Main Article Content
Background- Neonatal septicemia is defined as generalized systemic features of infection, associated with pure growth of bacteria from one or more sites, in a newborn. It is one of the most important causes of mortality and morbidity in newborn (especially in preterm, Low Birth Weight babies).
Incidence of neonatal sepsis is about 30 per 1000 live births -incidence of mortality due to NNS is about 4.1 %.
Materials and Methods-The study was conducted in Mamata Academy of Medical Sciences, Hyderabad. 400 neonates admitted to NICU of the institute were included in the study. They were evaluated for any correlation between C Reactive Protien, Serum Procalcitonin levels, blood culture, WBC count, platelet count to see for any correlation to the prognosis.
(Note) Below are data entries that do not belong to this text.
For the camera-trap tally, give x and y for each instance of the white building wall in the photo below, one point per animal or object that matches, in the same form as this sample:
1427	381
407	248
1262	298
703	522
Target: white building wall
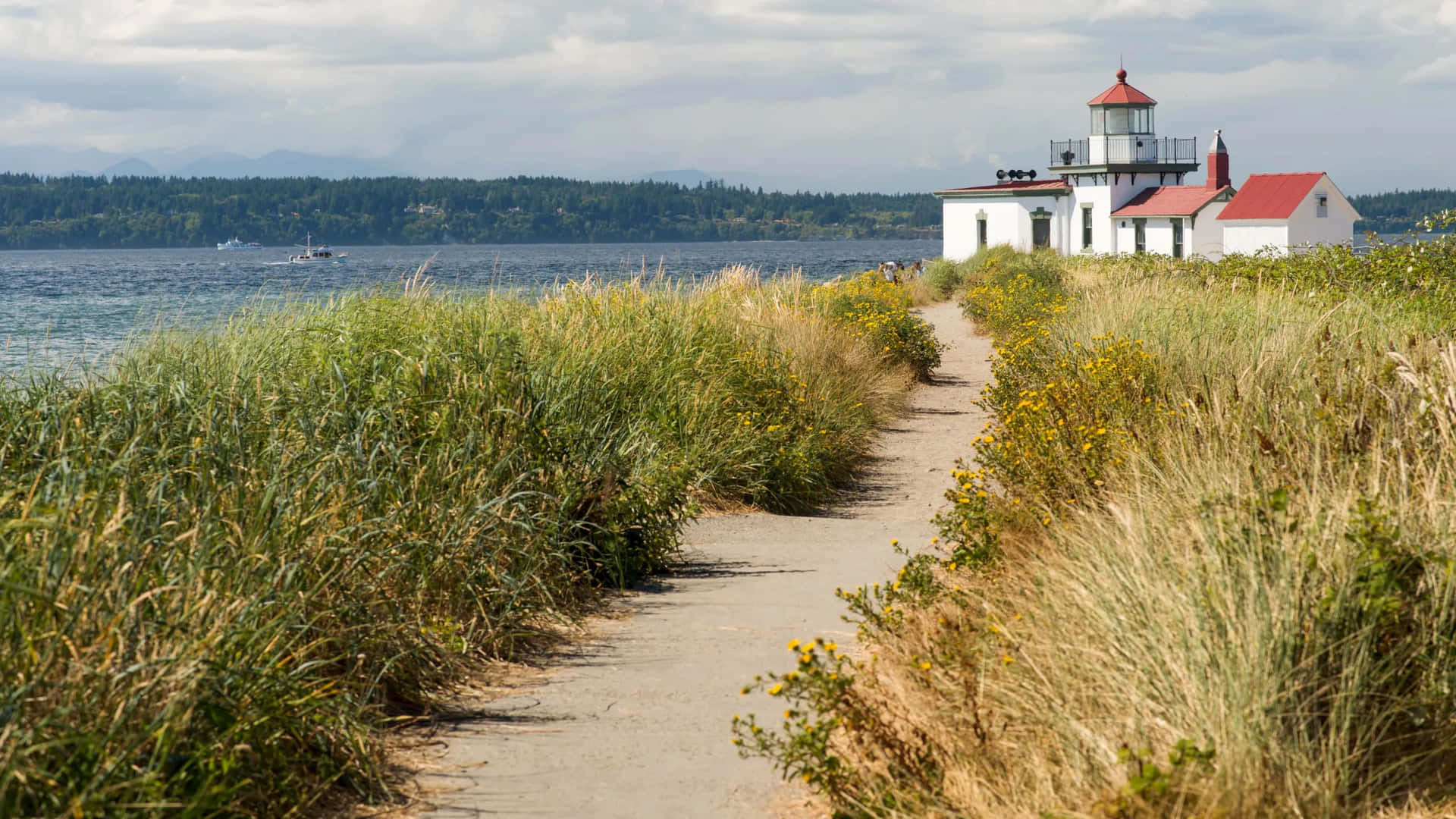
1008	222
1100	197
1161	235
1253	235
1305	228
1204	235
959	228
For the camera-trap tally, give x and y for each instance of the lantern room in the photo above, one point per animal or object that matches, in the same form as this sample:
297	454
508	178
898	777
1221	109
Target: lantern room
1123	139
1122	110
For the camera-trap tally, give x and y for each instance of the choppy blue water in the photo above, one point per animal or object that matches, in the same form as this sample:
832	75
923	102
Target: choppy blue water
63	306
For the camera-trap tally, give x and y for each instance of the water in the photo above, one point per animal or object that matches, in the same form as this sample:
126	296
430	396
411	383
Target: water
61	306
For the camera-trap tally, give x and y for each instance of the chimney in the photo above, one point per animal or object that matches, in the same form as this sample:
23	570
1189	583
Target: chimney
1218	164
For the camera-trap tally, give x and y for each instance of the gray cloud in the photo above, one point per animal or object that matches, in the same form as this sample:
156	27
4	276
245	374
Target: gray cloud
816	93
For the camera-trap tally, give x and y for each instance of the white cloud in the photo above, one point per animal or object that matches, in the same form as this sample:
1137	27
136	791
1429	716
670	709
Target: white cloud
1439	71
840	93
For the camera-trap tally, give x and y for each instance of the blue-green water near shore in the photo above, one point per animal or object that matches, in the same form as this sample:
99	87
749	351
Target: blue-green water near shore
61	308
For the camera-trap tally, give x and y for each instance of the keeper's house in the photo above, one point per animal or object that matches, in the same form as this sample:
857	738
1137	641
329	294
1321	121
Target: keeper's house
1122	191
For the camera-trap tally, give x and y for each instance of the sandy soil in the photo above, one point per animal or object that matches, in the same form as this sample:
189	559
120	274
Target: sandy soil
634	720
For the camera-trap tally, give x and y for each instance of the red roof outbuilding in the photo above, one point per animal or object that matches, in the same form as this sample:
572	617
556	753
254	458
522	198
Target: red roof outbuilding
1270	196
1122	93
1171	200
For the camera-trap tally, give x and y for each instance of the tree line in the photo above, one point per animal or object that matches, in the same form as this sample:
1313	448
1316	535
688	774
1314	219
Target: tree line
1398	212
152	212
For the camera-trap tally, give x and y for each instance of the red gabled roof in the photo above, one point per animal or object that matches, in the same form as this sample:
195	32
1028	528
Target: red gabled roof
1270	196
1034	186
1122	93
1169	200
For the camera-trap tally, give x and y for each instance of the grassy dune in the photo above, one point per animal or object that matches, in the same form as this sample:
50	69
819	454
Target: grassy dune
1203	564
228	563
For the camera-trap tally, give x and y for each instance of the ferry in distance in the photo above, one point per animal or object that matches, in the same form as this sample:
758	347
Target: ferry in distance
237	245
316	253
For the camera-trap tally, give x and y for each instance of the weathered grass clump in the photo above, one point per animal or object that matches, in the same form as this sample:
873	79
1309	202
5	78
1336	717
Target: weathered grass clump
1203	567
226	564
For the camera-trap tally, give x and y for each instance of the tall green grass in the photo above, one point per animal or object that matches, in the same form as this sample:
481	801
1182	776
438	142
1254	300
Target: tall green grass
228	563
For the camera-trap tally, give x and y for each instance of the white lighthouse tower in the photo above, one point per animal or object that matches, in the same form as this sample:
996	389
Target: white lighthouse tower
1122	156
1122	191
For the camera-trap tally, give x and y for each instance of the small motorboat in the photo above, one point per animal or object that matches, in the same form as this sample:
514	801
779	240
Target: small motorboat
235	243
316	253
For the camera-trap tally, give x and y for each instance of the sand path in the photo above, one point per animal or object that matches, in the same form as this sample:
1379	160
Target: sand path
635	720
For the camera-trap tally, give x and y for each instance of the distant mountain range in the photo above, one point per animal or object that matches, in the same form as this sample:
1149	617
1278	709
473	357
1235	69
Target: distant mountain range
209	162
193	162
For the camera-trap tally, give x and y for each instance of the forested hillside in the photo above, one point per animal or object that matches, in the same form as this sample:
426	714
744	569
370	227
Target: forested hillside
1398	212
146	212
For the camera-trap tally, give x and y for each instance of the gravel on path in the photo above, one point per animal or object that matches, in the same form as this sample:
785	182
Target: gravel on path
635	720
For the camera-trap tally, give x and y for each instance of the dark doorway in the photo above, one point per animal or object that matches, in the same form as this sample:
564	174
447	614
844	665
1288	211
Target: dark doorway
1041	232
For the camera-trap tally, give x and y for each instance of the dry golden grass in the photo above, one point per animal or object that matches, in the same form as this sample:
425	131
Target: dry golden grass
1267	572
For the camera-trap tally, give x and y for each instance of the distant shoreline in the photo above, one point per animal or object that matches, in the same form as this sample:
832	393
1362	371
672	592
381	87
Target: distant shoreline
265	248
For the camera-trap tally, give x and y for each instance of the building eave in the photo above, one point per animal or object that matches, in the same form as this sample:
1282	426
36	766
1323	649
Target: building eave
1006	194
1128	168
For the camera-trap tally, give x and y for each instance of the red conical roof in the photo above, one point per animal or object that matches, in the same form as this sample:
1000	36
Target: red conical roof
1122	93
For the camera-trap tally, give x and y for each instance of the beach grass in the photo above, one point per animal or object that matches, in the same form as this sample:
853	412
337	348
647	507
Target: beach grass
234	558
1199	564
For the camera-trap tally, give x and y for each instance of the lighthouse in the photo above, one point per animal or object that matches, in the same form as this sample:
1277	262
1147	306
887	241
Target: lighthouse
1122	190
1122	158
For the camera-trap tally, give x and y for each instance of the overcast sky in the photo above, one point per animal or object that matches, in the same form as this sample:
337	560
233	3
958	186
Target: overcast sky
800	93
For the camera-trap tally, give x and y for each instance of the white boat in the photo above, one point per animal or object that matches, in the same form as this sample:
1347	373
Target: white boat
235	243
316	253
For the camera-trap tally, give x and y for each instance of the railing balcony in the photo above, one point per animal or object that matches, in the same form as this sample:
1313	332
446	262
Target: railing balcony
1125	149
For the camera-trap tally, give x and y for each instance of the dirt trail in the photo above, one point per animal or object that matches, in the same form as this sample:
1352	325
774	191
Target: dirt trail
635	720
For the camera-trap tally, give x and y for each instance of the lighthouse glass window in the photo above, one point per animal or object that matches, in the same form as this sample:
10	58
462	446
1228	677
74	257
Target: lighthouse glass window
1122	121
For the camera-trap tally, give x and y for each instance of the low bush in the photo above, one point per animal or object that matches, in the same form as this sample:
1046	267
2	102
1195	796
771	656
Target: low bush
878	312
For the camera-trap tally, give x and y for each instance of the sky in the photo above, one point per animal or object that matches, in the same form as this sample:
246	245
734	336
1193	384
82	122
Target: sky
893	95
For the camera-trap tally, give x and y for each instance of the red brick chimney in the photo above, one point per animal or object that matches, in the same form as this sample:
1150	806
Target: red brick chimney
1218	164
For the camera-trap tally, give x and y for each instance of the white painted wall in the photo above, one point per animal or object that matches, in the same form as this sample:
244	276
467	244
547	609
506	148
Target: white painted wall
1204	238
1008	222
1305	228
1101	200
1253	235
1161	235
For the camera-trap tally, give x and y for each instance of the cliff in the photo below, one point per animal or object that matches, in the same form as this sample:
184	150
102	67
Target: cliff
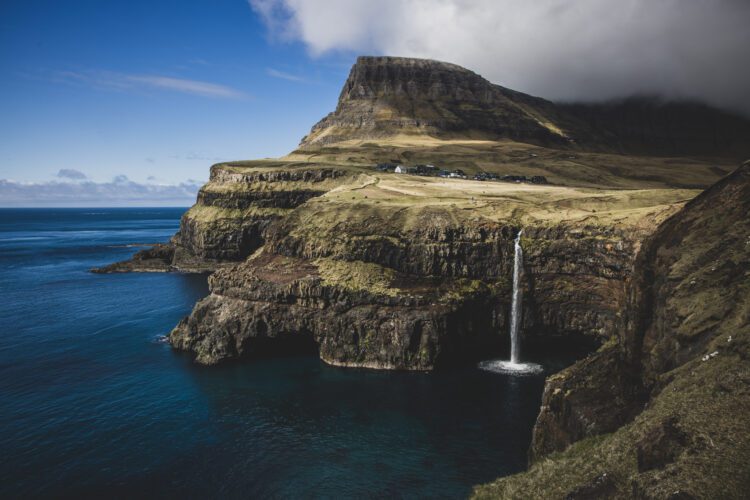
404	272
658	412
386	97
323	253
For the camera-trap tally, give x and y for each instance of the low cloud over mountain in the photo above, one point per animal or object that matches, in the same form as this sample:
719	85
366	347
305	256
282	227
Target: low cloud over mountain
561	50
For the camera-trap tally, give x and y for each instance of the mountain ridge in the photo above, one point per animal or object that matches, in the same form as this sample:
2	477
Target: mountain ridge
384	97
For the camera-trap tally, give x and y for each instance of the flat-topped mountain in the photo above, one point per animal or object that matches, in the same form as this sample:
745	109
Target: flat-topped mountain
386	97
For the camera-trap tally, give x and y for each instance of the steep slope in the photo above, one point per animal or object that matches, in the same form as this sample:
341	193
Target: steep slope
660	410
390	97
404	272
387	96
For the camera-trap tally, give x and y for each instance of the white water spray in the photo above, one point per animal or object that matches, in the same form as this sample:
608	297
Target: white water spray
514	366
515	309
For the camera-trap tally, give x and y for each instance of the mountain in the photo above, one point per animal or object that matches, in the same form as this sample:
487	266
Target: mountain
659	412
387	97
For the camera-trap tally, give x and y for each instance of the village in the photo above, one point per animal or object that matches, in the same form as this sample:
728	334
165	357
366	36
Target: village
428	170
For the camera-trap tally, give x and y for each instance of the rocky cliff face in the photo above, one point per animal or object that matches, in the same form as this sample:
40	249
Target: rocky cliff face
386	96
658	412
406	291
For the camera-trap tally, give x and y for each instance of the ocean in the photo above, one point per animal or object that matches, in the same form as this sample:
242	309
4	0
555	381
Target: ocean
94	403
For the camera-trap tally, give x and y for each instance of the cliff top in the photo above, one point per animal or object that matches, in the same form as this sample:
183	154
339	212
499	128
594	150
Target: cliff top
386	97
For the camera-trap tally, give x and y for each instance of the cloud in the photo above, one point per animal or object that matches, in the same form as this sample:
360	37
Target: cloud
120	192
558	49
284	76
198	156
120	81
71	173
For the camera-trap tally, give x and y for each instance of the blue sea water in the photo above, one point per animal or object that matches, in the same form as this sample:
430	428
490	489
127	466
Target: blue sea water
93	403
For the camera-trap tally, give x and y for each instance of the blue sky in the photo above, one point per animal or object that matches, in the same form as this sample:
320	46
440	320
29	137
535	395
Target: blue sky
155	91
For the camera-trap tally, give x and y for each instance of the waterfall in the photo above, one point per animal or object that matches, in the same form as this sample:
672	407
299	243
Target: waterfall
514	366
515	310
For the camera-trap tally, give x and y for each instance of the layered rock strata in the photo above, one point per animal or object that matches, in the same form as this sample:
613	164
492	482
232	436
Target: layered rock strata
659	411
407	299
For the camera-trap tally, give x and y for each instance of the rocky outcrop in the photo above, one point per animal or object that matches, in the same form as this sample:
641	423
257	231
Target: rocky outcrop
396	96
387	294
231	215
157	258
659	410
386	96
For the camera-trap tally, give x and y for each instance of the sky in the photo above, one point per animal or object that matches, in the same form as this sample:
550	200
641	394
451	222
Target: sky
129	103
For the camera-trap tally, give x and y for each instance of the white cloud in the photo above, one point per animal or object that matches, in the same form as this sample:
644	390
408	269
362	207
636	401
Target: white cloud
119	192
124	82
559	49
284	76
71	173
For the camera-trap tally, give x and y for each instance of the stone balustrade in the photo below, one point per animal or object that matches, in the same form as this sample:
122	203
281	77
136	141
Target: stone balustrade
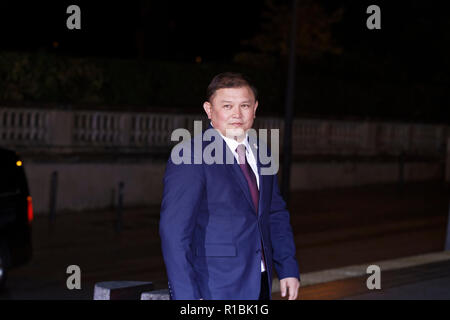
28	129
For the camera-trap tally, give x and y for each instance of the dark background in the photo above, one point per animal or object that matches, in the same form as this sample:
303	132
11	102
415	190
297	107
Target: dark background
169	50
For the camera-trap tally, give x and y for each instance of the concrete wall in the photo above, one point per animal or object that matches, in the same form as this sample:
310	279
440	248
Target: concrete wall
94	185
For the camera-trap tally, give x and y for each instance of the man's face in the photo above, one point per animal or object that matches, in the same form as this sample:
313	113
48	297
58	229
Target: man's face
232	111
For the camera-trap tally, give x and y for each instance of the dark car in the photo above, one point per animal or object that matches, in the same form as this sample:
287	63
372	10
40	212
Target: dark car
16	214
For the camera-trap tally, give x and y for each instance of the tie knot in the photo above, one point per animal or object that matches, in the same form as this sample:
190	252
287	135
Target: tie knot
240	150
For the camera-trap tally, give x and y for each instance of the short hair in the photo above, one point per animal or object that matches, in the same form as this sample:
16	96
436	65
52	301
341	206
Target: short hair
229	80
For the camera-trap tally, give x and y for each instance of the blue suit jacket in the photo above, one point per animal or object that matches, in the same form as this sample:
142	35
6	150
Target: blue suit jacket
211	233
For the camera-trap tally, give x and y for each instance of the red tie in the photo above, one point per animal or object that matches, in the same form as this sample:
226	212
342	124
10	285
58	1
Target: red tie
252	184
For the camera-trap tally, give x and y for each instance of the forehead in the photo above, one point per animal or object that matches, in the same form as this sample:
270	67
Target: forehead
234	94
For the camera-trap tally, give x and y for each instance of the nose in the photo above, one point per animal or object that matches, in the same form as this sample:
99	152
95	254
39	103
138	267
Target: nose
237	113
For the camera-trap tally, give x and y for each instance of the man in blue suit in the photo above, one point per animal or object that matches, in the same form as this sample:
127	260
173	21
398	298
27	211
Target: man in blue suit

Results- Among the 400 neonates suspected with sepsis, 306 (76.5%) had early onset and 94 (23.5%) had late onset. The blood culture isolation rate was 30.5% (n=122). The culture proven sepsis was seen more in Early Onset Sepsis 85.2% (n=104) than Late Onset Sepsis 14.7% (n=18). Altered WBC counts (<5000 or >20000 cells/cu.mm) were noticed in 62 neonates among which 18 of them had culture proven sepsis. Reduced platelet counts (1,50,000/cu.mm) were noticed in 192 neonates and culture positivity was seen in 23 of them. C-reactive protein was positive in 174 neonates (43.5%) of
which 78 neonates had culture proven sepsis. Elevated Procalcitonin levels (>0.5ng/ml) were found in 148 (37%) neonates among which 106 (71.6%) of them had culture proven sepsis.
Conclusion- Procalcitonin was found to be a sensitive tool for early diagnosis and predicting the outcome of sepsis when compared to CRP. But it is neither 100% sensitive nor 100% specific to be relied as a sole marker. The greatest predictability can be achieved by the combination of assays rather than a single biomarker and as of now culture remains the gold standard in diagnosing sepsis.